WOLL: Welche Bedeutung hat der Handel bei der IHK Arnsberg?
Andreas Knappstein:
Wenn die Vollversammlung der IHK Arnsberg einen Einzelhändler zum Präsidenten wählt, zeigt das nicht nur, dass der Handel eine wichtige Rolle in der Region spielt. Es zeigt vielmehr, dass der Handel in der Gemeinschaft mit Unternehmen aus dem Dienstleistungs bereich, wie zum Beispiel Betriebe aus dem Gastgewerbe, dafür sorgt, dass die Region attraktiv für Menschen ist, die hier leben und arbeiten: Dazu gehören lebendige Innenstädte ebenso wie abwechslungsreiche Freizeitangebote. Davon profitieren am Ende alle. Bei der Gründung der IHK 1851 waren Handel und Handwerk wohl die wichtigsten Gewerbe des Sauerlandes. In der Schmallenberger Region mit ihrer durchweg ländlichen Struktur entstand durch die Heimarbeit einer Sophie Stecker zum Beispiel eine ganze Industrie. Wir kennen die Firma Falke. Früher gab es die Firma Stern, eine Familie, die eine prosperierende Industrie aufgebaut hat. Schmallenberg war eine Wiege der Textilindustrie, die dann zum Beispiel ins Bergische Land gezogen ist. In der Nachkriegszeit war Schmallenberg eine goldene Stadt. In Schmallenberg arbeiteten mehr Menschen als in der Kernstadt wohnten.
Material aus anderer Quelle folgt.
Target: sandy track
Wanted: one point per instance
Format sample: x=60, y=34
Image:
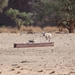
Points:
x=54, y=60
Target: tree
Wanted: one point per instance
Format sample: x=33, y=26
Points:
x=3, y=4
x=20, y=18
x=62, y=10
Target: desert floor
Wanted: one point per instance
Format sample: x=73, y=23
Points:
x=53, y=60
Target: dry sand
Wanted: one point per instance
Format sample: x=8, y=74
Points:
x=54, y=60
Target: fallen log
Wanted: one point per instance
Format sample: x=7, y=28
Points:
x=33, y=45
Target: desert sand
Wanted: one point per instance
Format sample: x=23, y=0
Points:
x=52, y=60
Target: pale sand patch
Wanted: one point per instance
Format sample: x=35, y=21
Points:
x=54, y=60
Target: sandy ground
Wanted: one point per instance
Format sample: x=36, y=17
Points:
x=54, y=60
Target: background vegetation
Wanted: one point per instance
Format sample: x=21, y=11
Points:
x=43, y=13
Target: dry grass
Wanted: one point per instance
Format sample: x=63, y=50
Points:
x=28, y=29
x=49, y=29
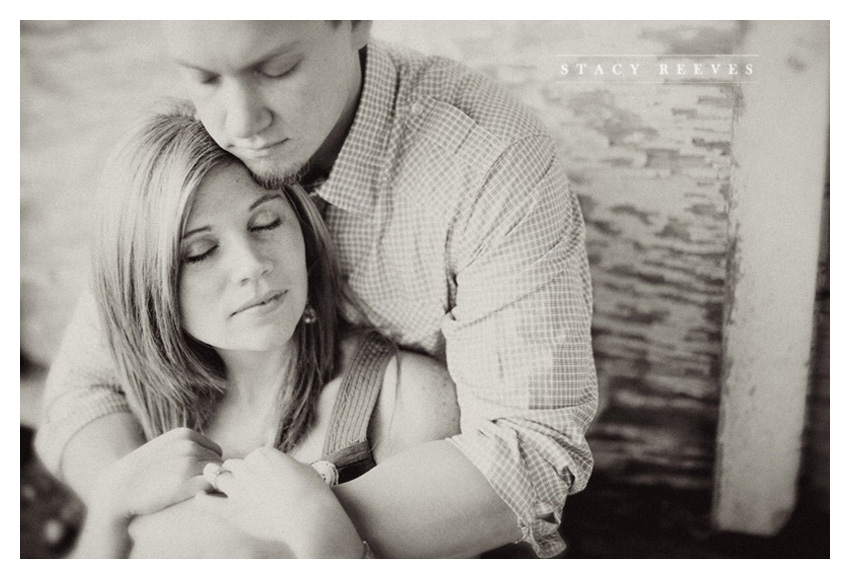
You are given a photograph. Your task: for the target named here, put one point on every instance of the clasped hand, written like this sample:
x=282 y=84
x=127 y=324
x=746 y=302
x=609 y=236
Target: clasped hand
x=276 y=498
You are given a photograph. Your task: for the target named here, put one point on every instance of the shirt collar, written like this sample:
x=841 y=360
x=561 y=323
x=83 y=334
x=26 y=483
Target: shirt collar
x=352 y=182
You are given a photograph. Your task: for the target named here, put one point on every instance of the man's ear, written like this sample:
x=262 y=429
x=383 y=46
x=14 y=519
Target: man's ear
x=361 y=32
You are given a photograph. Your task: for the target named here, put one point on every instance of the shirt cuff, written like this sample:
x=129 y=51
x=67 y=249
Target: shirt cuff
x=68 y=415
x=538 y=520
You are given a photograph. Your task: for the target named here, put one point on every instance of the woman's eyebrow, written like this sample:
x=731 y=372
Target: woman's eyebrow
x=263 y=199
x=194 y=231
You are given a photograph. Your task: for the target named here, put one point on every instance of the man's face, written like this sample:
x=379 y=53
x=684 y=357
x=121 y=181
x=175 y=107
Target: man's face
x=275 y=94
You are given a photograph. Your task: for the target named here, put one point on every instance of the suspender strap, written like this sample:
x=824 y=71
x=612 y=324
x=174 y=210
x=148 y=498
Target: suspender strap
x=355 y=404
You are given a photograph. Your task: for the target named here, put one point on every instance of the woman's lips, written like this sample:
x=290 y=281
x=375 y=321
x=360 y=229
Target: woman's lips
x=261 y=303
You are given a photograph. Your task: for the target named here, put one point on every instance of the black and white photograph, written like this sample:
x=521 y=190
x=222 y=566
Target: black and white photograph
x=425 y=289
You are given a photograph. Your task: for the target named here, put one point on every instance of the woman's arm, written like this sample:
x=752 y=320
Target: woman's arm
x=165 y=471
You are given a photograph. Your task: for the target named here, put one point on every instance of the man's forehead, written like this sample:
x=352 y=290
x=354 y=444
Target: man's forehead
x=234 y=43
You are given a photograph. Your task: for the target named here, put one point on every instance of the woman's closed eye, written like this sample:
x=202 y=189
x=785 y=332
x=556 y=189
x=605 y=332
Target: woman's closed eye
x=199 y=252
x=266 y=221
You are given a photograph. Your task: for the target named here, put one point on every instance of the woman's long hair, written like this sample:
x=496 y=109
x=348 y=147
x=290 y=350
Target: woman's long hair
x=170 y=379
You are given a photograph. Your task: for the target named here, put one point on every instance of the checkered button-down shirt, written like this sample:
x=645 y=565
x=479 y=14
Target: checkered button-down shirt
x=456 y=228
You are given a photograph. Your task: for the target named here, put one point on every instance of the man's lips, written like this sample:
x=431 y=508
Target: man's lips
x=267 y=299
x=255 y=151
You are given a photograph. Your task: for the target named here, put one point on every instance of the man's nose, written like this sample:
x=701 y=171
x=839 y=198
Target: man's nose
x=246 y=113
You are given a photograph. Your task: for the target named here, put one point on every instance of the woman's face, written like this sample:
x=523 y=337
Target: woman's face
x=243 y=274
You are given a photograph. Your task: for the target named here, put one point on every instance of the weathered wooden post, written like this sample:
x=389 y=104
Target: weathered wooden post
x=780 y=147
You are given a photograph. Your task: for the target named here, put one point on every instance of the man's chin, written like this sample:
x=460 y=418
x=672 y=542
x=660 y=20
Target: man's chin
x=277 y=179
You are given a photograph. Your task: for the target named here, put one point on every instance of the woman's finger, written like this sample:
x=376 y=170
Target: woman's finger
x=223 y=482
x=211 y=504
x=204 y=441
x=199 y=484
x=211 y=472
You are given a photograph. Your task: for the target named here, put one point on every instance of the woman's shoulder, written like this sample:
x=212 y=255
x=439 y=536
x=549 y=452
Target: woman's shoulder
x=417 y=404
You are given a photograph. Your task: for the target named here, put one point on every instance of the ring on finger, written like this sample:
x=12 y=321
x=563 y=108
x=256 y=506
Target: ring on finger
x=211 y=473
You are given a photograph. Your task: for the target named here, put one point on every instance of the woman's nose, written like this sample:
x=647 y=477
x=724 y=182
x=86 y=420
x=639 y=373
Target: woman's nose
x=249 y=262
x=245 y=112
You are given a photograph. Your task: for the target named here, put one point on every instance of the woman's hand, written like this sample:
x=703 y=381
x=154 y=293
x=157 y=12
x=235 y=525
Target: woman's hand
x=273 y=497
x=162 y=472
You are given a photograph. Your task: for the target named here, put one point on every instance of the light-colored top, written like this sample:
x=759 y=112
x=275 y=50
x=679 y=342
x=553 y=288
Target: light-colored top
x=456 y=227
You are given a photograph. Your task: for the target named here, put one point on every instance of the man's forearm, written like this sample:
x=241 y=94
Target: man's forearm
x=95 y=447
x=428 y=501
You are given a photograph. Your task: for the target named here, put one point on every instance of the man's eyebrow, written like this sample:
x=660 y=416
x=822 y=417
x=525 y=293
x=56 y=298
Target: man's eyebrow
x=279 y=50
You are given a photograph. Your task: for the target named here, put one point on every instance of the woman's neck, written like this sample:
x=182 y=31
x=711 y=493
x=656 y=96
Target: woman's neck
x=256 y=376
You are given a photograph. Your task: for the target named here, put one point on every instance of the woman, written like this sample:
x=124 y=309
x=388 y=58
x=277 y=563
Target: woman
x=222 y=305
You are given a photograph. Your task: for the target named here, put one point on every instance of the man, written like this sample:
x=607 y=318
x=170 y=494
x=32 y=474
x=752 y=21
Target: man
x=455 y=227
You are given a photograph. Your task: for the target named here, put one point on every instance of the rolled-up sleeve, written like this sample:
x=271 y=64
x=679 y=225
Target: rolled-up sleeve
x=518 y=339
x=81 y=386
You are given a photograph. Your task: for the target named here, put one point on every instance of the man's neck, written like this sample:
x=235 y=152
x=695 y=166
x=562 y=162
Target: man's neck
x=322 y=162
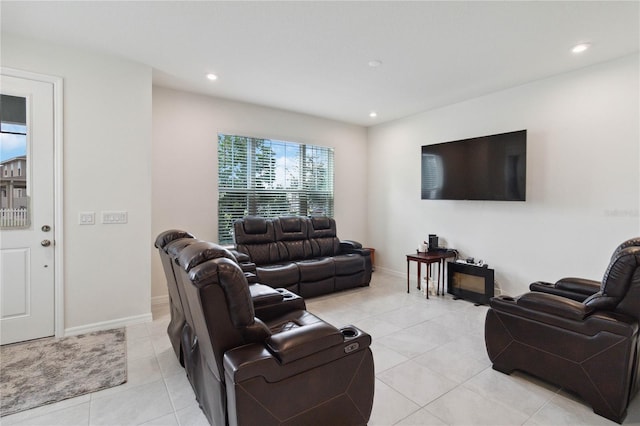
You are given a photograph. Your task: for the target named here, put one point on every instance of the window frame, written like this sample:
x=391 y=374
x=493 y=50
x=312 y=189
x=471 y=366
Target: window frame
x=270 y=178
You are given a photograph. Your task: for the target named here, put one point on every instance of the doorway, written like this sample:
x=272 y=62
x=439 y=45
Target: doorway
x=30 y=206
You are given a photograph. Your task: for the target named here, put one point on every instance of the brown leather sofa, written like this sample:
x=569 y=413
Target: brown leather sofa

WOLL: Sie wurden am 24. November letzten Jahres zum ehrenamtlichen IHK-Präsidenten gewählt und sind damit der erste Präsident aus Schmallenberg. Warum machen Sie das?
Andreas Knappstein:
Ich bin tatsächlich der erste IHK-Präsident aus Schmallenberg. Ich bin seit vielen Jahre Mitglied im IHK-Handelsausschuss und hatte seit 2018 den Vorsitz inne. Seit acht Jahren bin ich Mitglied der Vollversammlung und war sechs Jahre lang IHK-Vizepräsident. Daher bin ich schon ein wenig an die Aufgaben, die das Präsidenten-Amt mit sich bringt, gewöhnt. Der Grund für mein ehrenamtliches Engagement liegt in der Überzeugung, sich für etwas Wichtiges einzusetzen.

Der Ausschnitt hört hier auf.